Minister of Foreign Affairs
- In office 22 September 2021 – 26 December 2022
- President: Bidhya Devi Bhandari
- Prime Minister: Sher Bahadur Deuba
- Preceded by: Pradeep Kumar Gyawali
- Succeeded by: Bimala Rai Paudyal

1st Minister of Urban Development of Nepal
- In office 25 February 2014 – 10 October 2015
- President: Ram Baran Yadav
- Prime Minister: Sushil Koirala
- Vice President: Paramananda Jha
- Preceded by: established created
- Succeeded by: Arjun Narasingha K.C.

Member of Parliament, Pratinidhi Sabha
- In office 4 March 2018 – 12 September 2026
- Succeeded by: Paras Mani Gelal
- Constituency: Udayapur 1

Member of 1st and 2nd Nepalese Constituent Assembly
- In office 28 May 2008 – 14 October 2017
- Preceded by: Suresh Kumar Rai

Personal details
- Born: 20 March 1949 (age 77) Dingla, Nepal
- Party: Nepali Congress
- Spouse: Dr. Isabella C. Bassignana Khadka
- Parents: Chitra Bahadur Khadka; Dharma Kumari Khadka;
- Education: University of Pune (PhD)

= Narayan Khadka =

Nepali politician

Narayan Khadka is a member of Nepali Congress who has served as the Foreign minister of Nepal since 2021. He has worked previously as Minister of Urban Development under Sushil Koirala-led government.

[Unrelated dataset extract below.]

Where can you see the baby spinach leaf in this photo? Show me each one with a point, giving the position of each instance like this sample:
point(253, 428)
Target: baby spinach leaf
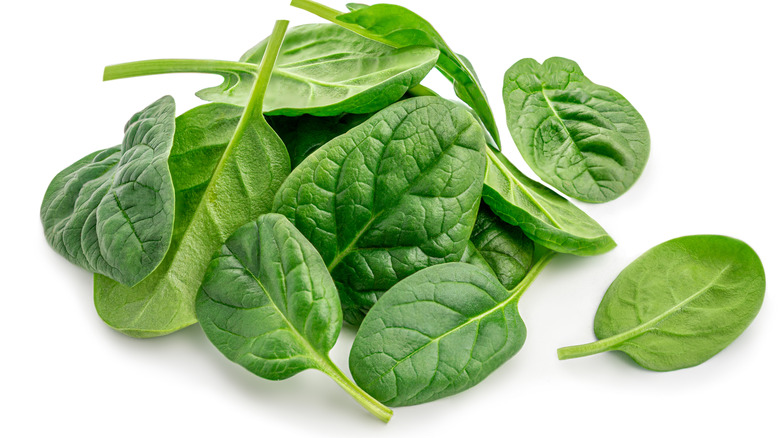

He was a member of the 2nd Nepalese Constituent Assembly. He won the Udayapur-1 seat in 2013 Nepalese Constituent Assembly election from the Nepali Congress. He was appointed as Foreign Minister by President Bidhya Devi Bhandari on 22 September 2021.

==Personal life==
Narayan Khadka was born on 20 March 1949 in Bhojpur to Chitra Bahadur Khadka and Dharma Kumari Khadka. He has done his Ph.D. in Economics from Pune, India.

==Political career==
He joined politics in 1967. He had served as the vice-chairman of National Planning Commission of Nepal.

He was also the member of 1st Nepalese Constituent Assembly where he was a member of the National Interest Preservation Committee.